Inheritance tax (IHT) is a tax on your wealth at death and is deducted from your estate before it can be passed on to your heirs.
Broadly, anything over £312,000 will be taxed at 40% if you die during the 2008-2009 tax year.
There is no IHT liability on the assets you leave to your spouse, but once he or she dies, then the value of the joint estate in excess of the exemption is taxable.
Apart from the main exemption, there are several ways to mitigate your inheritance tax bill. For example, each year you can give away up to £3,000 free of CGT. If you didn't use last year's exemption you can add it to this year's.
It is possible to give away any amount in excess of this but if you die within seven years you pay tax on a sliding scale based on when you made the gift and the date of death. This arrangement, known as a "potentially exempt transfer" (PET), may be abolished in a future Budget.

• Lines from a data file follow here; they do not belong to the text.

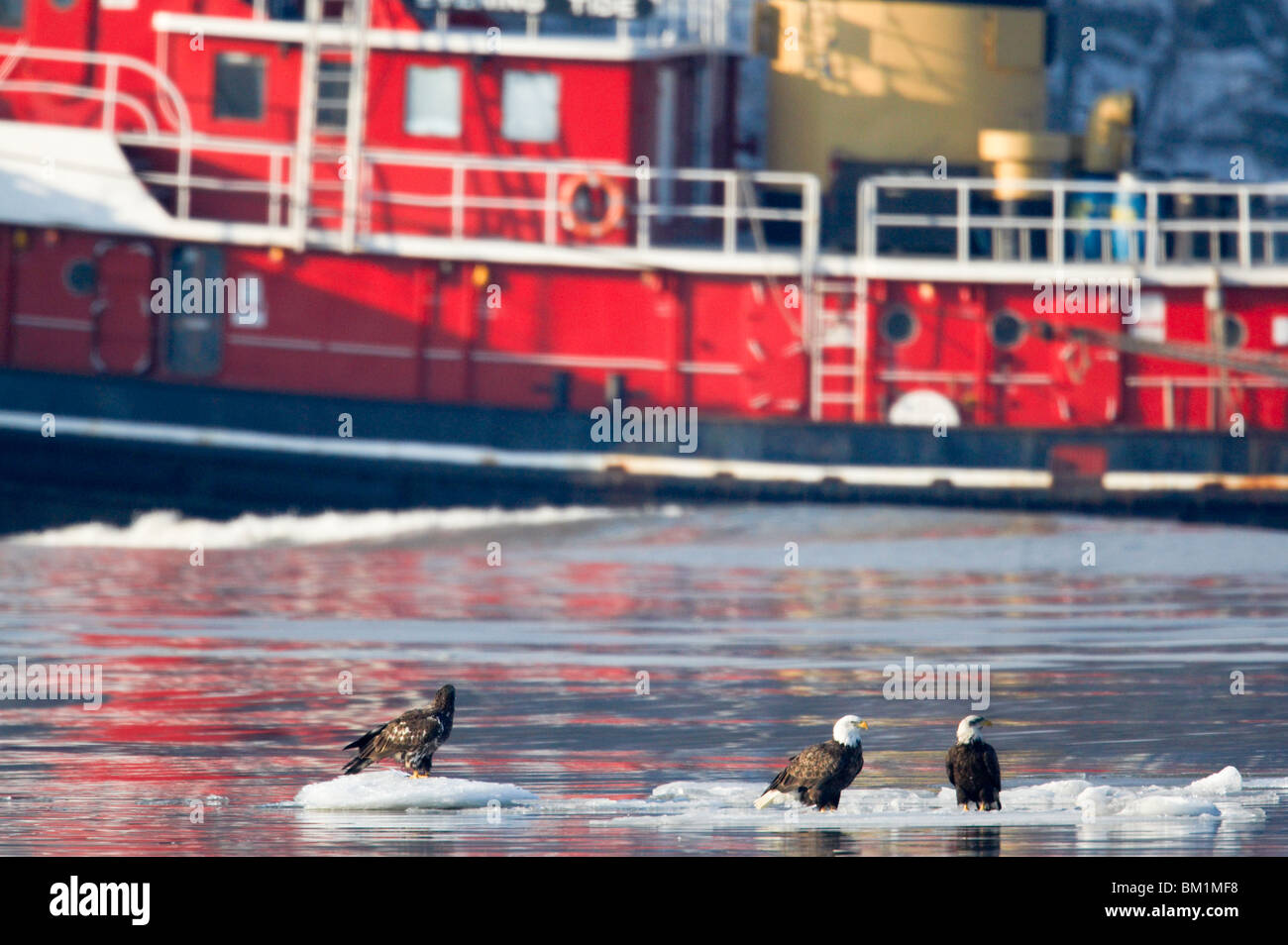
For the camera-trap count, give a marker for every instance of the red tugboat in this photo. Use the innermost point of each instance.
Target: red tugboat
(393, 253)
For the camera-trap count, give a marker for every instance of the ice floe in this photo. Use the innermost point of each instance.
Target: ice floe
(387, 789)
(1218, 798)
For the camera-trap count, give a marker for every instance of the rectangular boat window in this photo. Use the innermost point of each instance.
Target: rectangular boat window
(433, 103)
(529, 106)
(11, 12)
(239, 86)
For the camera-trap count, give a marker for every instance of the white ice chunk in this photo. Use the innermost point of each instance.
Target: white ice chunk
(387, 789)
(1224, 782)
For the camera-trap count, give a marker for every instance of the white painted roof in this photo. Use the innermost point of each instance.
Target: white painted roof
(54, 175)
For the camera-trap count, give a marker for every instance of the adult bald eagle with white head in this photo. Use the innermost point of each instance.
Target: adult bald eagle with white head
(819, 774)
(973, 768)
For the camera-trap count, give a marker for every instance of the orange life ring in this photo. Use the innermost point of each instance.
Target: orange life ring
(578, 202)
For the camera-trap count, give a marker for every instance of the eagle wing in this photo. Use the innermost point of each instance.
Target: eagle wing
(995, 770)
(807, 769)
(395, 737)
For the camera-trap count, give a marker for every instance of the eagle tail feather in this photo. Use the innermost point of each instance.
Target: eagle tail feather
(365, 739)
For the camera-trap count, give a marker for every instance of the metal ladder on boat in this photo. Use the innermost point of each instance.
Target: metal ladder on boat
(327, 172)
(837, 348)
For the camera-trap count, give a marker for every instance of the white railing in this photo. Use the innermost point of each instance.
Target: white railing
(527, 191)
(170, 104)
(1065, 222)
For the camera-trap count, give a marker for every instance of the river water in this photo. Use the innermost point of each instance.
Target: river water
(629, 680)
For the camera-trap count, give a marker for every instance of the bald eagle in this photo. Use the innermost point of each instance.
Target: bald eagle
(412, 737)
(973, 768)
(820, 773)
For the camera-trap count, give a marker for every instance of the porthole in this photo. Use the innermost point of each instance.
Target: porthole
(898, 326)
(1234, 330)
(80, 277)
(1008, 330)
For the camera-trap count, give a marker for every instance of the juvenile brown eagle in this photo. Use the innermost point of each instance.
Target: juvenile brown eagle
(973, 768)
(820, 773)
(412, 737)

If you have a share portfolio, you may also be able to use Business Property Relief to reduce your IHT. Shares that qualify for this relief include most of the AIM and OFEX companies, but you must have held the shares for a minimum of two years prior to your death for them to be exempt from IHT. If two years has not elapsed, the portfolio will be subject to IHT. Any subsequent capital gains made by the beneficiary are subject to CGT as normal.
If you anticipate a large IHT liability consider taking out a life assurance policy which will cover the costs when you die.